As the government in Hong Kong struggles to contain the city’s worst Covid outbreak ever, some residents have panicked. They have emptied supermarket shelves of vegetables and meat. They have raided drugstores for pain and fever medication. Those who could afford it have jumped on flights out of the city.

Tens of thousands of new Omicron cases are being reported each day, and deaths have surged. The anxiety gripping Hong Kong is not just about the explosion of infections, but also about what the government will do next. Mixed messages from officials have left residents wondering: Will there be a lockdown? Will we be sent into isolation facilities? Will our children be taken from us if they test positive?

Under pressure from Beijing to eliminate infections, Hong Kong officials have vowed to test all 7.4 million residents. Such an operation would require restricting people’s movements, but the government has been ambiguous about whether it would impose a lockdown, and if so, when. Just the possibility of one, however, set off the run on groceries and other supplies.

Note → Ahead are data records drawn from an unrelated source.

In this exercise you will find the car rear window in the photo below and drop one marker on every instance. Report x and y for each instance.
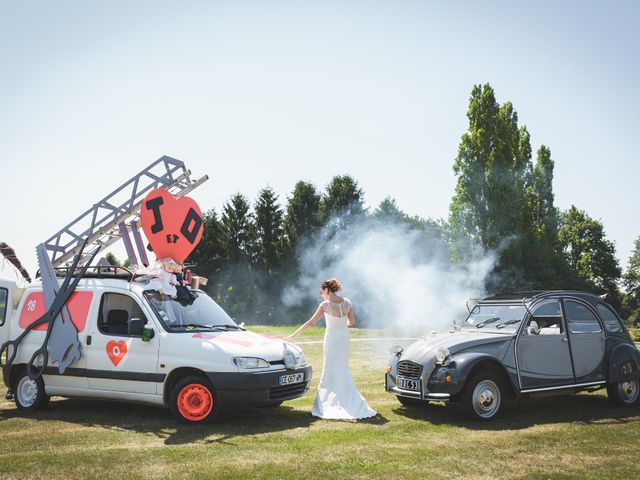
(611, 321)
(580, 319)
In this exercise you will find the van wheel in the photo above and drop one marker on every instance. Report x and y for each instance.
(193, 400)
(411, 402)
(625, 393)
(30, 395)
(482, 396)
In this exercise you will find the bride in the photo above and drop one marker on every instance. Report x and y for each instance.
(338, 397)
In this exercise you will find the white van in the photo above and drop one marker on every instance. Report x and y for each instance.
(196, 361)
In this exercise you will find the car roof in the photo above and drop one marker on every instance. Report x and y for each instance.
(531, 295)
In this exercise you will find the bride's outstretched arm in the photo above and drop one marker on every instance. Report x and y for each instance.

“I’ve been here most of my life, through everything, and it’s never come to something like the panic I’ve seen by the public,” said Allan Zeman, 72, a property developer and an adviser to Hong Kong’s leader, Carrie Lam

The city’s fatality rate from the virus is currently among the world’s highest, at three per 100,000 residents, largely because many older Hong Kongers are unvaccinated. (Since the pandemic started, though, Covid has killed Americans at far higher rates than people in other wealthy nations, as well as in Hong Kong.)

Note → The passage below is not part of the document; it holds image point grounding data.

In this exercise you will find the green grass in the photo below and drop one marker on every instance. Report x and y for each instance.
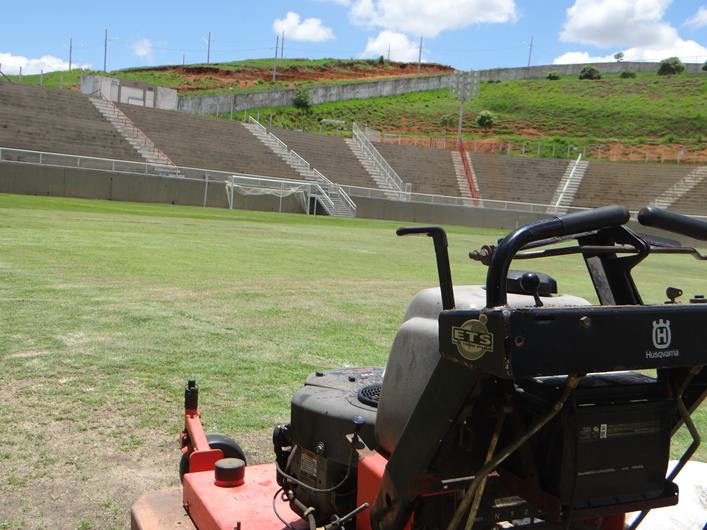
(647, 109)
(107, 308)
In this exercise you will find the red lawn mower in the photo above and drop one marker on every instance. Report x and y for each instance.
(502, 405)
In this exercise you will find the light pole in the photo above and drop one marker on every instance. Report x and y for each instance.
(465, 86)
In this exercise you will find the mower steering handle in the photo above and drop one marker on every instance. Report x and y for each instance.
(673, 222)
(573, 223)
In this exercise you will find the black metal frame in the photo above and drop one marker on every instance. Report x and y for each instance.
(610, 251)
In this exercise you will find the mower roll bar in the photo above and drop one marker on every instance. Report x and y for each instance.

Hong Kong is one of the last places in the world that is still trying to eradicate the coronavirus, rather than live with it. It has doubled down on a strategy of isolating every case found, regardless of severity and symptoms, and imposing quarantine orders on people deemed close contacts, despite a shortage of facilities and workers. Rising infections, as well as the government’s measures, have already overwhelmed hospitals, morgues, ambulance services and quarantine facilities, and forced understaffed post offices, banks and even prisons to cut back on services.

Residents have been particularly alarmed by the government’s approach to children who test positive for the coronavirus. The city erupted in an outcry two weeks ago after health workers took an infected 11-month-old girl from her parents and isolated her in a hospital. One parent is typically allowed to accompany a child, but the hospitals are too crowded, with hundreds of children stuck in Covid isolation wards. Officials later said they would organize video chats to allow hospitalized children to stay in touch with their family members

Kaylah Tong, a 35-year-old pastor, said that she sent her 2-year-old son to a hospital last month after he had tested positive, with a high fever and convulsions. He stayed alone in an isolation ward for two days.

A doctor had initially warned her that her son could be kept in isolation for weeks because of the hospital’s Covid-19 protocols, which include requiring patients to test negative before being discharged. That made Ms. Tong worry about her son’s mental health.

“How could children be kept there so long without the parents at their side, just because of quarantine measures? I cannot accept that,” she sai.

By the third day, though, the hospital let Ms. Tong take her son home to recover; his condition had improved and his hospital bed was needed. The government later said it would temporarily loosen its policy so that only children with severe coronavirus symptoms would need to hospitalized.

Foreign governments have also responded to Hong Kong’s pandemic measures with concern. Citing the risk of familial separation, the United States Consulate last week warned Americans not to travel to Hong Kong. The French consul general acknowledged that the latest measures would “profoundly affect everyone’s life, with a price to pay that has been steadily increasing for two years, especially for families with children.”

Consular officials have worked to help expatriates find travel arrangements to leave Hong Kong, which has banned flights from nine countries, including the United States, Canada, Britain and Australia. The Swiss Consulate arranged one flight for citizens. The Irish Consulate said it had “never experienced this level of demand for consular service for those wishing to leave.”

Hong Kong, a place once known as “Asia’s World City,” now has some of the strictest travel restrictions, isolating it from the rest of the world. The new uncertainty has driven the largest exodus of residents since the early days of the pandemic in 2020, with more than 70,000 net departures last month, according to data from the Immigration Department.

Weeks earlier, Cordula Kotanko, a German management consultant, and her husband had been thinking about leaving Hong Kong because their three daughters had been struggling with remote learning during much of the pandemic. They were also worried about the prospect of being caught in a citywide lockdown.

Then, late last month, the government said it would bring forward the summer holiday to start in March and April, around four months earlier than usual. Officials said they planned to use schools to conduct mass testing and isolation of the sick. That prompted Ms. Kotanko and her husband to pack their family up and fly to Singapore.